Population-specific fields#

note

The variable pop used in this section is a placeholder for a 3-letter ancestry code. For example, af_AFR is the alternate allele frequency for AFR samples included in the GWAS of this phenotype.

note

An ancestry-specific column is only included in the file if a GWAS was run for that ancestry. For example, a trait that was only GWASed in AMR and CSA samples will only have the fields af_AMR, af_CSA, beta_AMR, beta_CSA, etc.

af_{pop}: Alternate allele frequency for pop samples included in the GWAS of this phenotype. NOTE: This field only appears in files for quantitative phenotypes.

af_cases_{pop}: Alternate allele frequency for pop cases included in the GWAS of this phenotype. NOTE: This field only appears in files for binary phenotypes.

af_controls_{pop}: Alternate allele frequency for pop controls included in the GWAS of this phenotype. NOTE: This field only appears in files for binary phenotypes.

beta_{pop}: Estimated effect size of alternate allele from GWAS of pop samples.

se_{pop}: Estimated standard error of beta_{pop}.

neglog10_pval_{pop}: -log10 p-value of beta_{pop} significance test.

low_confidence_{pop}: Boolean flag indicating low confidence for pop based on the following heuristics:

Alternate allele count in cases <= 3
Alternate allele count in controls <= 3
Minor allele count (cases and controls combined) <= 20

Variant manifest file#

Variant manifest (download from Amazon AWS)

Variant fields#

As in per-phenotype files.

chr: Chromosome of the variant.

pos: Position of the variant in GRCh37 coordinates.

ref: Reference allele on the forward strand.

alt: Alternate allele (not necessarily minor allele). Used as effect allele for GWAS.

rsid: The RSID for the variant (from the BGEN file from UK Biobank).

varid: The variant ID for the variant (from the BGEN file from UK Biobank).

pass_gnomad_genomes: A boolean corresponding to the PASS status in gnomAD (NA if variant is not in gnomAD).

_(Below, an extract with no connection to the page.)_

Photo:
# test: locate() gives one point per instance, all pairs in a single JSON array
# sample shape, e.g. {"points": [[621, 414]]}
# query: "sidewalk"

n_passing_populations: The number of populations (max 4: AFR, AMR, EAS, EUR) where the frequency in UKB is less than twice the frequency in gnomAD for the corresponding population (see below), and the p-value of a chi-squared test assessing the difference is > 1e-6.

high_quality: A boolean corresponding to a high-quality variant based on these filters (pass_gnomad_genomes & n_passing_populations == 4).

nearest_genes: The nearest genes for this variant based on Gencode v19.

info: The Info score for this variant (from the ukb_mfi_chrN_v2.txt files).

Population-specific fields#

note

The variable pop used in this section is a placeholder for a 3-letter ancestry code. For example, af_AFR is the alternate allele frequency for AFR individuals in the whole dataset.

ac_{pop}: The alternate allele count for this variant across all individuals in pop. Defined as af_{pop} * an_{pop}.

af_{pop}: The alternate allele frequency for this variant across all individuals in pop. The mean dosage divided by two.

an_{pop}: The alternate allele number for this variant. This is twice the number of pop individuals with a defined genotype at this site.

gnomad_genomes_ac_{pop}: The alternate allele count for this variant in the nearest gnomAD population: AFR, EAS, and AMR are matched as-is, while EUR is matched to the "North-West European" subset of gnomAD (not available for CSA or MID, as these populations are not in gnomAD v2 genomes).

gnomad_genomes_af_{pop}: The alternate allele frequency for this variant in the nearest gnomAD population.

gnomad_genomes_an_{pop}: The alternate allele number for this variant in the nearest gnomAD population. This is twice the number of individuals with a defined genotype at this site.